Live: Isobel Campbell & Mark Lanegan - Estragon, Bologna (31 gennaio 2007)

di Edoardo Bridda

È un modesto mercoledì infrasettimanale, di quelli che in un posto come l’Estragon fanno il deserto dei Tartari, anche con la star di turno. E invece, di Mark se ne sono ricordati tutti. Stasera era la sua sera. E sono tutti lì per lui, ad ammirarlo e - come accadrà durante lo show - pure a toccarlo, manco fosse già una reliquia. Del resto come biasimarli, per chi l’aveva visto l’ultima volta nella vecchia location, è giunto il momento del pellegrinaggio e non dello show.

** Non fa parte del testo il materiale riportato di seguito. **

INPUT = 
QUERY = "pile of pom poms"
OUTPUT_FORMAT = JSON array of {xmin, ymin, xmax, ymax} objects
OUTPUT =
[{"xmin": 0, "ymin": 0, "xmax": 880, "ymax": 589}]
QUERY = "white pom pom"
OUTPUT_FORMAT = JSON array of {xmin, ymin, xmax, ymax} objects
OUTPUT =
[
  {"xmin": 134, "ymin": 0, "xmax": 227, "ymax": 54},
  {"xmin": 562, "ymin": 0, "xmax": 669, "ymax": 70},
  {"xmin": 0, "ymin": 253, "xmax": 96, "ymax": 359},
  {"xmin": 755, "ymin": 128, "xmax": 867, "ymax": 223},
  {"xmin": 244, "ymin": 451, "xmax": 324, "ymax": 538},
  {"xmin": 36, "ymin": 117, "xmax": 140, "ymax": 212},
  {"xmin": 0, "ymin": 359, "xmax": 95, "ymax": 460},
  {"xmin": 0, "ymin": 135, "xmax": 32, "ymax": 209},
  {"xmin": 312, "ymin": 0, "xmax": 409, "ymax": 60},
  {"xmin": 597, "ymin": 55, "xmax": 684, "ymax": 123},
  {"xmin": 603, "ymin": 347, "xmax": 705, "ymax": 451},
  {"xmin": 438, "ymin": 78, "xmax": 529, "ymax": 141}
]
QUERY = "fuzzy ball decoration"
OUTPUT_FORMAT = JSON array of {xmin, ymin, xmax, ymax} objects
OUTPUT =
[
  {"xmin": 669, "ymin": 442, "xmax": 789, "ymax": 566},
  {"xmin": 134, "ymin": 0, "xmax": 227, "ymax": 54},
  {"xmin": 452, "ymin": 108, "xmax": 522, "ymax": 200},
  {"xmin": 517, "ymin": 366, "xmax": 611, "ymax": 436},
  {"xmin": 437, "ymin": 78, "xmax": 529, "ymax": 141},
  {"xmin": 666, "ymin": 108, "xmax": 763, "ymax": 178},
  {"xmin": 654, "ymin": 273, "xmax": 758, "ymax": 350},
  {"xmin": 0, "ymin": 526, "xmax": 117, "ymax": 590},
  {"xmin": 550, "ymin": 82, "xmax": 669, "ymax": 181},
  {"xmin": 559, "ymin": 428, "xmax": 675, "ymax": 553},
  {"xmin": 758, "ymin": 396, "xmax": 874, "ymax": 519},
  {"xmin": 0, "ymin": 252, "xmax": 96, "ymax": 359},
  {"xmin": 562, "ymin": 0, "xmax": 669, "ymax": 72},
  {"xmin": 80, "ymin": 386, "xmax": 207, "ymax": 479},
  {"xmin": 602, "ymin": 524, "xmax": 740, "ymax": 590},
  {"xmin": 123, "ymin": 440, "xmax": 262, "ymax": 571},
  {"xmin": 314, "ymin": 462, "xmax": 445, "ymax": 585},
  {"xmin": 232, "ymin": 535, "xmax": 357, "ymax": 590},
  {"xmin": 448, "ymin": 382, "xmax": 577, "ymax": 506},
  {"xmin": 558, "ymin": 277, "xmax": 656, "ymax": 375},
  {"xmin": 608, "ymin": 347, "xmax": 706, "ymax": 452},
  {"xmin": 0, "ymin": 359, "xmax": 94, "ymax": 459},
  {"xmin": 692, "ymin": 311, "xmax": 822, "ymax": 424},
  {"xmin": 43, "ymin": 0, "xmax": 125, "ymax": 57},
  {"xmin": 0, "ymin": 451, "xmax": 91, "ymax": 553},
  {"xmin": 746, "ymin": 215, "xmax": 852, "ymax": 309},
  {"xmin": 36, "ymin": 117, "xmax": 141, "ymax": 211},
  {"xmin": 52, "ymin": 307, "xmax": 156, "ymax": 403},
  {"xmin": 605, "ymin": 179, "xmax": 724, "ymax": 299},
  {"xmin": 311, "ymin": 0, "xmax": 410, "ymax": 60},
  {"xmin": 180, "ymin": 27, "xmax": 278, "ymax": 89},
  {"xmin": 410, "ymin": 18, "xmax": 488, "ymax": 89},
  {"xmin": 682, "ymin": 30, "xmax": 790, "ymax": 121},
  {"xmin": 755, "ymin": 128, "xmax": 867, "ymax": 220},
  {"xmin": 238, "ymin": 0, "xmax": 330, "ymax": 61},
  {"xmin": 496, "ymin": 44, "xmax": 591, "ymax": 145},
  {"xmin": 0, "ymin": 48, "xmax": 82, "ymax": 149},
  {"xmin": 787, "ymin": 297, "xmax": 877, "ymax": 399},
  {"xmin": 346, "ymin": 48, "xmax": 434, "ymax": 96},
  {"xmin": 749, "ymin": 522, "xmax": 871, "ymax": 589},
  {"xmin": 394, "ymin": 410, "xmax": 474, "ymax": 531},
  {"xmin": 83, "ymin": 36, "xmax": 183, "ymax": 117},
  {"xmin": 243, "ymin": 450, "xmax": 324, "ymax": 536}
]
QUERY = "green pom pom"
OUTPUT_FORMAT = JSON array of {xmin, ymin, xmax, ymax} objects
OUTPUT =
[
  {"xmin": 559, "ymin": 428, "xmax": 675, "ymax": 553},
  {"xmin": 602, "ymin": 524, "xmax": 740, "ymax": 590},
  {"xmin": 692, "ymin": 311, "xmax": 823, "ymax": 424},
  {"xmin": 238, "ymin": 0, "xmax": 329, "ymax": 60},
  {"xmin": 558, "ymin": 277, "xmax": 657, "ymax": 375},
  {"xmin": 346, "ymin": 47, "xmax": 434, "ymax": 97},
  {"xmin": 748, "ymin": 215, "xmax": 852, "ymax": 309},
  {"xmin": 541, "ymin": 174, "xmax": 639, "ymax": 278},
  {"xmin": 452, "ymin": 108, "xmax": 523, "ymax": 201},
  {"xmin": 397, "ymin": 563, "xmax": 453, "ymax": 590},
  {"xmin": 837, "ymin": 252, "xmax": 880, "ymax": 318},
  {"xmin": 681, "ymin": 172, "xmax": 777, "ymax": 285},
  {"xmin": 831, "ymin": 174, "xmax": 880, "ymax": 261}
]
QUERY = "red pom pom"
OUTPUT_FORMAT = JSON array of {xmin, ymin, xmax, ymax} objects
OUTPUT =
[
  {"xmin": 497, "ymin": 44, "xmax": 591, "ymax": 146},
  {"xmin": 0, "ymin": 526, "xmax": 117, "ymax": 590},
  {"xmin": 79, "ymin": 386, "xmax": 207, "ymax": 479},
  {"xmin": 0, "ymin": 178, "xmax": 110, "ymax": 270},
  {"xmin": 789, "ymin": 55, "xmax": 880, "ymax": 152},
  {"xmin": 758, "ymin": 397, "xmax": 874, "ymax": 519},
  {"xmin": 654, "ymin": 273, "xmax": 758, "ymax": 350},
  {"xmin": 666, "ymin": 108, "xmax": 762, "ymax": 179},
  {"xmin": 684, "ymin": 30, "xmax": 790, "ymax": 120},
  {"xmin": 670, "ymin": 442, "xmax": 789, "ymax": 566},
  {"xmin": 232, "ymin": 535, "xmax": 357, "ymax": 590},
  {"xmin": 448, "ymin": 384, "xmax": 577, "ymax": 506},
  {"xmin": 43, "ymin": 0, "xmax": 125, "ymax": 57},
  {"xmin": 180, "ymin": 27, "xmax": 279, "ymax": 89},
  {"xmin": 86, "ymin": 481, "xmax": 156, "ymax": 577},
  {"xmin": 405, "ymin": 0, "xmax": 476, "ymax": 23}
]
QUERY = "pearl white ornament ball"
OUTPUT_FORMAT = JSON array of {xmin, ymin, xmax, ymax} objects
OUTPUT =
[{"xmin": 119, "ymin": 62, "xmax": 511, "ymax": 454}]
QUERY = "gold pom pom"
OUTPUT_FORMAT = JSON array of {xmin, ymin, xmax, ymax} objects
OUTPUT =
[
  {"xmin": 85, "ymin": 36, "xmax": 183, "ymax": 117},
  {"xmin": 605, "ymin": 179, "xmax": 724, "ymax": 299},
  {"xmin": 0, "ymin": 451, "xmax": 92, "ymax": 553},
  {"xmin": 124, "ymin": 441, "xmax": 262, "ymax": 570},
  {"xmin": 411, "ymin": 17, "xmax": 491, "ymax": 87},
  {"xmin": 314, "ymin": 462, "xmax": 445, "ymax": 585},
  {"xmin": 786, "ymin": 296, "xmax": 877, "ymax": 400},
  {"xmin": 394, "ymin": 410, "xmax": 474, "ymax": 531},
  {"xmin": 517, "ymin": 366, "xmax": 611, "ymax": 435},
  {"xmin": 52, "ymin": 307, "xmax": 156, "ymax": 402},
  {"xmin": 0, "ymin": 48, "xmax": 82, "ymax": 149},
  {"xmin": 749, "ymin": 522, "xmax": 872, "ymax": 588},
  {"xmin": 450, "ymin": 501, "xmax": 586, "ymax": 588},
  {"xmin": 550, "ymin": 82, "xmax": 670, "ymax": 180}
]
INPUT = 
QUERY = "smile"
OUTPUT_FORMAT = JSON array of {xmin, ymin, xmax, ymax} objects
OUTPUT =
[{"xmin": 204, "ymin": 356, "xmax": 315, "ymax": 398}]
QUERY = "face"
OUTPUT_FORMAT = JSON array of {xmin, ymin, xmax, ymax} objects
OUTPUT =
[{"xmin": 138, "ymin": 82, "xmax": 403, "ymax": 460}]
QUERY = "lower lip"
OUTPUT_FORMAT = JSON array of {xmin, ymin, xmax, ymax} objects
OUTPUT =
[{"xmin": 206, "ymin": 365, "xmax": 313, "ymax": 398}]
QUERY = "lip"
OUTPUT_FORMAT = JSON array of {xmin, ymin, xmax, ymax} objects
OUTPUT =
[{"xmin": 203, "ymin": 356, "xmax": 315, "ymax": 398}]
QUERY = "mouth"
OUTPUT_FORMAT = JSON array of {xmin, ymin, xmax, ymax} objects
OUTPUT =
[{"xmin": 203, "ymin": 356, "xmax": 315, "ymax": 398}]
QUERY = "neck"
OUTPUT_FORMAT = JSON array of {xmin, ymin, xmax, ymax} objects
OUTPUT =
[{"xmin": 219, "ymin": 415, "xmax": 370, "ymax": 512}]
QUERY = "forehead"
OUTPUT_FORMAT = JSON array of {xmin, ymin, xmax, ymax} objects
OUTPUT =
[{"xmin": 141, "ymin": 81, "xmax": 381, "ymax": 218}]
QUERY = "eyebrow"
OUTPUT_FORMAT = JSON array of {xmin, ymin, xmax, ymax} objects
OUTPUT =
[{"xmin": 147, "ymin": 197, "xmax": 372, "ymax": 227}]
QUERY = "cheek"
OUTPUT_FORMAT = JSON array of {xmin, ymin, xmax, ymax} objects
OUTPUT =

S’aspettano l’occhiale scuro, le sigarette a coprirgli la faccia e quella pitonata profusione di blues eroinomane da mandarti letteralmente al Sant’Orsola. Chi glielo spiega che l’evento è di lei, di Isobel, e che Mark è giusto lì per servirla? All’inizio nessuno se ne accorge, un paio di cartucce in combinata, tra slide guitar e valzer da speroni da Ballad of the Broken Seas, fanno bella mostra di sé – uno spettacolo country per due outsider -, poi giunge il turno dei sussurri della violoncellista, che a quella platea e a quel volume passano inosservati come la birra annacquata.

È professionale la Campbell, è colpa dell’audio se l’ugola non brilla, eppure la location per lei è un’altra, non il grande club che vuole l’uomo, quell’uomo che stanotte è soltanto un corpo (e fortunatamente ancora una voce), un rispettabile cowboy zombizzato dallo sguardo torvo e vitreo, dalla postura autorevole e dimessa, dal total black trasandato ma assente. A quell’assenza non compensa Isobel, gonfia di fianchi ma non di nerbo. Nè valsa la pena? A Mark basta poco per tarpare le penne, giusto una terna di cover classiche: I’ll Take Care Of You, Come Home e Ramblin’ Man, un vocabolario musicale incarnato e rappresentato alla perfezione. Basta questo, anche se lo show oramai puzza di marchetta. E pazienza, ci si deve accontentare del bel blues elettrico che suona la campanella dove la coppia finalmente gira l’elica. Quattro minuti e le luci s’accendono. 18 euro. Goodbye.